Materiali a parte, quali innovazioni possono fare la differenza nel settore ortopedico?
«Le vie di accesso al paziente. Noi abbiamo una costante necessità di innovazione e, materiali a parte, può fare la differenza il modo in cui si arriva a mettere le protesi. Oggi, per esempio, per accedere all’anca agiamo da una via d’accesso anteriore che riduce tantissimo le perdite di sangue, quindi la necessità di trasfusioni e i tempi di riabilitazione. Perché è una via d’accesso che non richiede il taglio dei muscoli, basta spostarli: questa è stata un’innovazione incredibile. Oggi abbiamo pazienti con protesi d’anca che in un paio di giorni tornano a casa, parliamo quindi di dimissioni precoci e di un decorso post operatorio estremamente rapido.

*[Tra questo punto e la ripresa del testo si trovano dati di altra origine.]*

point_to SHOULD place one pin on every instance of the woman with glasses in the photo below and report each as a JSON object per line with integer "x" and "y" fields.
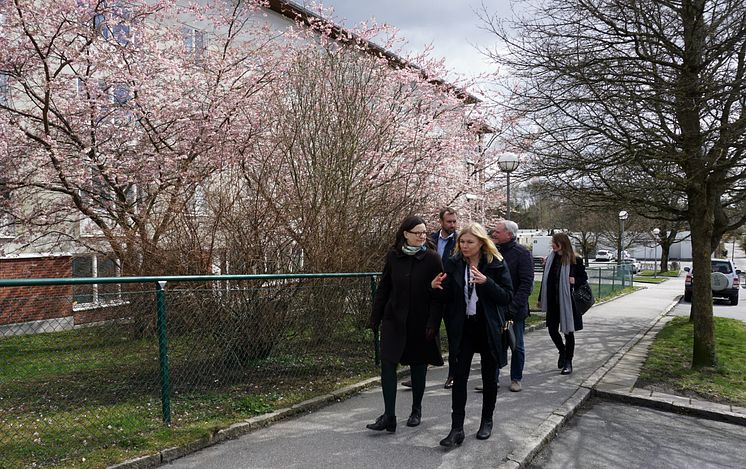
{"x": 407, "y": 318}
{"x": 477, "y": 290}
{"x": 563, "y": 271}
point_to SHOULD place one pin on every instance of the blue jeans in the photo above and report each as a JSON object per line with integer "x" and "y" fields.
{"x": 518, "y": 358}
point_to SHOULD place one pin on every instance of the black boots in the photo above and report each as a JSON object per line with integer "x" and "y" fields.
{"x": 485, "y": 429}
{"x": 384, "y": 422}
{"x": 455, "y": 437}
{"x": 415, "y": 417}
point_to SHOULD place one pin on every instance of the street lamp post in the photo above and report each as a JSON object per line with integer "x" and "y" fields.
{"x": 508, "y": 162}
{"x": 623, "y": 215}
{"x": 656, "y": 232}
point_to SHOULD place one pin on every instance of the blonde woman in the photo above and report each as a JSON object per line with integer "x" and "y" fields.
{"x": 477, "y": 290}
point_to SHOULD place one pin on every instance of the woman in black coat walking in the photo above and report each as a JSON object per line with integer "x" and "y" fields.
{"x": 408, "y": 318}
{"x": 477, "y": 289}
{"x": 563, "y": 271}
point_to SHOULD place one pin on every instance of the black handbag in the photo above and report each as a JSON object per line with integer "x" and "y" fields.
{"x": 583, "y": 298}
{"x": 509, "y": 335}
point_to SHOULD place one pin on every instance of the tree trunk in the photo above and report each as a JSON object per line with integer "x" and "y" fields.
{"x": 701, "y": 222}
{"x": 664, "y": 257}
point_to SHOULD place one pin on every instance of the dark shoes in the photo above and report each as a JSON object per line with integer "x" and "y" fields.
{"x": 414, "y": 418}
{"x": 449, "y": 383}
{"x": 384, "y": 422}
{"x": 485, "y": 429}
{"x": 456, "y": 437}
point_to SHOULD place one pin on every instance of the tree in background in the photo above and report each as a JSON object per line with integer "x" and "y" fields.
{"x": 195, "y": 139}
{"x": 119, "y": 112}
{"x": 639, "y": 103}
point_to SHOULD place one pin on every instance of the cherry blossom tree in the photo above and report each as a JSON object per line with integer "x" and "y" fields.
{"x": 119, "y": 111}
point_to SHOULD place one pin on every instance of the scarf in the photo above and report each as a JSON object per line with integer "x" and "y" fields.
{"x": 567, "y": 322}
{"x": 412, "y": 250}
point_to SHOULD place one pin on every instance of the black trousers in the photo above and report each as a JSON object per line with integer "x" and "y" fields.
{"x": 474, "y": 340}
{"x": 388, "y": 386}
{"x": 566, "y": 348}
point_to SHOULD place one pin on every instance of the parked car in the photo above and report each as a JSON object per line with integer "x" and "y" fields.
{"x": 602, "y": 255}
{"x": 633, "y": 263}
{"x": 724, "y": 279}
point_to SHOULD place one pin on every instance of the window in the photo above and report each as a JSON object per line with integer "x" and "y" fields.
{"x": 7, "y": 222}
{"x": 114, "y": 23}
{"x": 195, "y": 43}
{"x": 4, "y": 89}
{"x": 198, "y": 205}
{"x": 96, "y": 295}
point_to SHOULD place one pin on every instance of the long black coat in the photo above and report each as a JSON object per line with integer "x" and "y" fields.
{"x": 577, "y": 270}
{"x": 494, "y": 297}
{"x": 404, "y": 308}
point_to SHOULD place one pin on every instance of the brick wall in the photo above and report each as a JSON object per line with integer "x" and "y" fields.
{"x": 22, "y": 304}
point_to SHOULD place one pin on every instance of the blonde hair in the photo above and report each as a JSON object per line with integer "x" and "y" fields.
{"x": 488, "y": 246}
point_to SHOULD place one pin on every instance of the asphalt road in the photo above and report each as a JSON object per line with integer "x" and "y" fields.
{"x": 614, "y": 435}
{"x": 720, "y": 308}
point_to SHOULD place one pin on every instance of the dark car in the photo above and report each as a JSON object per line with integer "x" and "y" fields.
{"x": 724, "y": 280}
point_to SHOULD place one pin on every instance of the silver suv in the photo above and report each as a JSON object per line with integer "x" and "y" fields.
{"x": 724, "y": 280}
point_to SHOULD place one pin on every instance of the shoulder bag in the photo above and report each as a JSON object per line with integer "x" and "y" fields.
{"x": 583, "y": 298}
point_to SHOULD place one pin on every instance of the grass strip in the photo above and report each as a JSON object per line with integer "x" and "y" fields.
{"x": 668, "y": 366}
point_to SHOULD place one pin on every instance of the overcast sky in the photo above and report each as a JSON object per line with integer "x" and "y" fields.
{"x": 450, "y": 26}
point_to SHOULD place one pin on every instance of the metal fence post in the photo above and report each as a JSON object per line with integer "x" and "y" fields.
{"x": 376, "y": 343}
{"x": 160, "y": 295}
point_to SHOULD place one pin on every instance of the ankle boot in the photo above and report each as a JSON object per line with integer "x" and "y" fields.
{"x": 567, "y": 369}
{"x": 384, "y": 422}
{"x": 415, "y": 417}
{"x": 561, "y": 361}
{"x": 455, "y": 437}
{"x": 485, "y": 429}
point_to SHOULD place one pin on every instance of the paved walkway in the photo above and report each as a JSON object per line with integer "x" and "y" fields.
{"x": 608, "y": 354}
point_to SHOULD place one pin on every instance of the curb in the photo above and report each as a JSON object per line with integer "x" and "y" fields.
{"x": 244, "y": 427}
{"x": 546, "y": 432}
{"x": 519, "y": 458}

E poi, a livello protesico, oggi il massimo dell’innovazione è la protesi su misura».
Cioè?
«Nel caso del ginocchio, mandiamo la tac dell’arto inferiore del paziente in centri specializzati dove con stampanti 3D realizzano una protesi di ginocchio proprio per quel ginocchio. E così andiamo a sostituire l’articolazione con una nuova articolazione, ovviamente metallica, ma che ha le stesse identiche caratteristiche che aveva quella originaria. La personalizzazione della medicina è il futuro, e in ortopedia si sta andando in quella direzione con le protesi su misura. Al momento, quelle che impiantiamo vengono prodotte in Svizzera, ma si stanno attrezzando anche aziende italiane per realizzarle».
Professore, lei è presidente della Siot: qual è l’obiettivo del suo mandato?
«L’obiettivo principale del mio mandato è arrivare alla certificazione dei chirurghi sulle procedure più importanti. Oggi, uno specialista in ortopedia e traumatologia, dopo i sei anni di medicina e cinque di specializzazione, non ha possibilità di iper specializzarsi con percorsi certificati. Chiaramente lo fa visitando i migliori centri e confrontandosi con i maestri del mestiere, ma questo percorso non è certificato da nessuno. La Siot vuole allora certificare la specializzazione del chirurgo sulla singola procedura: protesi di ginocchio, protesi d’anca, della spalla, tecnologie robotiche e computer assistite. Così come avviene per i piloti degli aerei. Un pilota d’aereo abilitato a guidare il Boeing 737 non può guidare l’Airbus 320».
A proposito di tecnologie robotiche e computer assistite, col robot in sala operatoria migliorano le prestazioni?
«No. Il robot esegue quello che gli dice di fare il chirurgo operatore. Il robot è come un bisturi più preciso nelle mani del chirurgo: è sempre operatore-dipendente. Per di più, almeno al momento, consente di utilizzare solo protesi “off the shelf”, protesi cioè standardizzate, disponibili in diverse misure e modelli, ma non personalizzate. È la protesi su misura la vera innovazione in ortopedia».